With the documentation, make sure you include copies of all the licenses and software for IT to have in case they have to rebuild any of the infrastructure. You may not need to include every last bit of software, but you should have the key software and licenses to get your primary systems back online. Windows server, Microsoft Exchange, Windows Workstation Operating Systems, SQL server, financial, billing invoice programs, backup and restoration software are primary key examples. Make sure you have compiled all your vendor and supplier contacts and included them within your disaster recovery and business continuity plan.
Step 3: Restoration
This is the longest part of your disaster recovery initiatives. Most of it will be done by the IT team, but they are going to need help in order to get your systems up and running simultaneously in the least amount of time possible.
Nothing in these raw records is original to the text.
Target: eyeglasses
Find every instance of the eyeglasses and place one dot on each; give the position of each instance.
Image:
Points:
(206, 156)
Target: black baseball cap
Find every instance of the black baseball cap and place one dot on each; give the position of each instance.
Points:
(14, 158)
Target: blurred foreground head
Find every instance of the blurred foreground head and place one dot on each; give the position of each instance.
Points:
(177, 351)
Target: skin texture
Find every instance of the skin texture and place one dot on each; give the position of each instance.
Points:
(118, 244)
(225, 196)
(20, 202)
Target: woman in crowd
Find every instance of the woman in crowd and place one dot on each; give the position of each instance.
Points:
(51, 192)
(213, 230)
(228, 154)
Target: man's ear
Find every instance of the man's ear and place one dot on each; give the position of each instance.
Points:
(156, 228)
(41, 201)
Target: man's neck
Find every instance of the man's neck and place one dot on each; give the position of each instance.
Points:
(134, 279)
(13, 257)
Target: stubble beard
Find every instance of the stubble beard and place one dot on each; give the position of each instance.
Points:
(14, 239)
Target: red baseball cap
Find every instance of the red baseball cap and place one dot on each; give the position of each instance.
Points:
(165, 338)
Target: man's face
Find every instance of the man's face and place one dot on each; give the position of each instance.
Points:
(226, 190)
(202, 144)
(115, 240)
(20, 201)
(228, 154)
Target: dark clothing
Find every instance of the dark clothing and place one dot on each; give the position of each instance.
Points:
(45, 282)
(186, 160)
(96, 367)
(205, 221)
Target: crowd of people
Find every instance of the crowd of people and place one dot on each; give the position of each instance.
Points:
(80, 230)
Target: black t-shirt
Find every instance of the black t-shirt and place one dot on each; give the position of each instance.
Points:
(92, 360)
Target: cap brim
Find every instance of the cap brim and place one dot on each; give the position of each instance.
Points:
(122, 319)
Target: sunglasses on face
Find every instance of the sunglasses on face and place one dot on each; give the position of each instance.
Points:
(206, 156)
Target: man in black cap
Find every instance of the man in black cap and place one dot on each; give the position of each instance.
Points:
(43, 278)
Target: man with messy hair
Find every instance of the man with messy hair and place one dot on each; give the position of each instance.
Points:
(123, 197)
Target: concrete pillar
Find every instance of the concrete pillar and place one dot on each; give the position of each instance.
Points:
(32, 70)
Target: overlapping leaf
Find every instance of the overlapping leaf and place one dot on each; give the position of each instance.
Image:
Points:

- Activate the secondary office and services
- Order your equipment and network services.Use expedited options for shipping and service delivery
- Program your network equipment and build out your servers
- Restore your Tier-1 data and servers first
- Get Tier-1 systems and services functional as quickly as possible to meet your primary RTO and RPO
- Have personnel utilize Tier-1 services and verify that they are operational
- Restore your Tier-2 data and servers second
- Get Tier-2 systems and services functional as quickly as possible to meet your Tier-2 RTO and RPO
- Have personnel utilize Tier-2 services and verify that they are operational.Troubleshoot any problems
- Restore your Tier-3 and any remaining data and services
- Get all remaining systems and services functional
- Troubleshoot, triage and continue restoration of your business
Many company services are dependent on IT. Be sure to take into consideration the minimum amount of time needed to get the essentials up and operational, before the rest of the company can start anything. There will be plenty of papers and rubble to go through to find out what is salvageable. Everyone should be ready to get down and dirty and pitch in!
Step 4: Test, TEST, T E S T !
It’s been said before, but it’s definitely worth repeating! Your disaster recovery plan is only as good as the amount of time and testing you have invested in it. If you don’t test your plan, how do you know it is going to work? And how are you going to discover what might have been forgotten? You don’t necessarily have to test the ENTIRE plan, but you should make sure that all your backup equipment and procedures can be switched over in both a controlled and uncontrolled fashion. You want to verify that you are able to complete your objectives and meet or exceed your RTO and RPO. Like learning to play the piano, your team and the staff will only get better the more you practice.
Step 5: Review
What went wrong with your disaster recovery plan? What areas were not considered? What was missing or was a complete failure? What could be improved for next time? Your disaster recovery plan is never going to be perfect, but it’s all in what you seek to accomplish. After your disaster recovery test and any actual disaster, make sure you perform a post mortem. Update all procedures and documents and make sure that your new operational procedures work!
If you have completed your business continuity plan and completed and tested your disaster recovery plan, you will be well on your way to saving your business and keeping your customers happy. If you haven’t started, “What are you waiting for?!” Get working on your business impact analysis today!